Un hombre tenía dos hijos.
Ningún retrato de Dios mejor que el de esta parábola del hijo pródigo. Ninguna descripción más comprensible del misterio de Dios. Jesús quiere que cuando pensemos en Dios, le veamos como Padre bueno, no como rey majestuoso o juez severo. El Padre bueno que sufre cuando el hijo menor se marcha; sufre porque sabe lo mucho que ese hijo va a padecer. El Padre bueno que se alegra cuando regresa el pródigo; se alegra tanto que abraza al muchacho e interrumpe su confesión. Ni sermonea, ni impone desagravios o penitencias. Su mayor deseo es que los dos hijos se sienten juntos y junto a él en la mesa del banquete.
El hijo menor lo reunió todo y se marchó a un país lejano, donde malgastó su hacienda viviendo como un libertino.
Se las prometía muy felices. Durante un tiempo fue el rey de la farándula, de la jet-society. Pero pronto quedó sin dinero y sin amigos. Es tremenda la estampa del muchacho rodeado de cerdos y pasando hambre. Es entonces cuando empieza a brillar en él la luz de la sabiduría. Se da cuenta de que en ninguna parte se vive mejor que en la casa de su padre. Con mucha vergüenza y con poco verdadero arrepentimiento, porque solo piensa en sí mismo, se levanta y vuelve a su padre. El recibimiento de su padre le aturde; y entonces le llega el verdadero arrepentimiento.
Su hijo mayor estaba en el campo y, al volver, cuando se acercó a la casa, oyó la música y las danzas… Se irritó y no quería entrar.
El padre sale también al encuentro del hijo mayor y escucha paciente sus quejas. El muchacho lleva una vida muy ordenada.

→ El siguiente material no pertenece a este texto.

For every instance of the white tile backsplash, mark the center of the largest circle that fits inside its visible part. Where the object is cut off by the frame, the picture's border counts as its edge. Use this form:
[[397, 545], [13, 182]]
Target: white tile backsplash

Dice a su padre: jamás dejé de cumplir una orden tuya. Es un muchacho muy responsable, pero no ha aprendido a amar. Sí que ha aprendido a exigir sus derechos y a ultrajar a su hermano.
Seguramente a todos nos resultará sencillo identificarnos tanto con el hijo menor como con el hijo mayor. Pero lo ideal será que tratemos de identificarnos siempre con el padre de los dos hijos.